As for the driver of the car that struck their family, the parents said they have mixed emotions.

“What I really want — and realize I may never get this — is that I want to know why her car went out of control,” Allison Gold said. “I don’t want to be the judge of her actions. It is too emotional for me. She has said she does not remember, but I do not believe this. Generally speaking, unless you are hit on the head or have some sort of medical condition, there is no reason to have sudden memory loss. I just want her honest response as to why she lost control of her vehicle.”

Torgerson, who was not injured, told police that she does not recall what happened other than the car sped up.

An exhaustive investigation into the crash by the Knox County Sheriff’s Office and the Maine State Police failed to find any problems with the vehicle, Knox County Sheriff’s Office Chief Deputy Tim Carroll said in late September. The investigative reports were turned over that month to the district attorney’s office.

District Attorney Geoffrey Rushlau said earlier this week that he was still reviewing the files.

Waldoboro police reported that they had received a call the afternoon of the crash in Port Clyde about a black Infiniti with gold-colored license plates numbered GVC7762 driving recklessly, passing cars on the right and speeding on Route 1 in Waldoboro, 2 miles north of the Nobleboro town line.

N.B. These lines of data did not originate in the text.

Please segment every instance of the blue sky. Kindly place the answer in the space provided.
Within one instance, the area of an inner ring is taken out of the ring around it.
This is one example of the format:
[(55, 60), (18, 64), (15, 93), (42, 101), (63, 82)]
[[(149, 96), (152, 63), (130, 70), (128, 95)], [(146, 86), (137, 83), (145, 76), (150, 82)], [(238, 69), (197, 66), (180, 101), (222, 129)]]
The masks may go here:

The car involved in the fatal Port Clyde crash was a dark blue 2007 Infiniti G-35 with gold New York license plates GBC7262. The accident happened at 2:36 p.m. as Torgerson was trying to catch the 3 p.m. ferry to Monhegan for a vacation and about 45 minutes after the reckless driving incident was reported in Waldoboro.

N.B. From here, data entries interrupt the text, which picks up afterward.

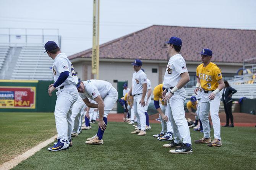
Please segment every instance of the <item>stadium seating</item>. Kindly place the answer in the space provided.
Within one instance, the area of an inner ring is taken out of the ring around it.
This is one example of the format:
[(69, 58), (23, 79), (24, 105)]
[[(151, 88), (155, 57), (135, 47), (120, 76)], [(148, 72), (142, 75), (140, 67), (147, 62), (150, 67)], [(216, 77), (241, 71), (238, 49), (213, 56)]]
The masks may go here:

The Golds said they received a letter from Torgerson four days after the crash. Howard Gold said what struck him and his wife about the letter — which he said contained a lot of “I’m sorry” statements — was that it was postmarked from Maine.

“It’s incomprehensible to me that she went on her vacation the day after [the crash],” he said.

Allison Gold said she also was bothered by that fact.

“The more information I got, she didn’t seem to be as distraught as I would have been if I had done that. She set off a nuclear bomb in the middle of our family,” Allison Gold said.

According to an affidavit filed in court by the Knox County Sheriff’s Office to obtain a search warrant to download information from the electronic data recorder in Torgerson’s vehicle, Torgerson said her car started to accelerate as she came down the incline toward the ferry wharf. Torgerson told investigators that the accelerator went down on its own and was stuck to the floor, according to the affidavit.

Torgerson’s attorney Eric “Rick” Morse filed a motion in Knox County Superior Court on Sept. 12 requesting that state police return all data received from her vehicle’s electronic recorder. The motion claims that police didn’t have sufficient evidence to obtain the search warrant that allowed them to download the information from Torgerson’s vehicle.

Morse’s motion stated that the district attorney’s office is objecting to releasing the information to her.

The court reported this week that no action has been taken on that motion.

The town of St. George formed a committee that is looking at whether improvements could be made at Port Clyde village to make it safer for motorists and pedestrians.

The Golds said that if anything good came out of the tragedy it was the response of both their home community of Cohasset and the community of Port Clyde.

Mainers from across the state gathered last month for a “Rock the Dock” fundraiser on the Monhegan Boat Line wharf to remember Dylan and raise money for the emergency workers who came to the aid of the family.

“There was remarkable kindness and generosity from people we knew, people we hardly knew, and complete strangers,” Howard Gold said.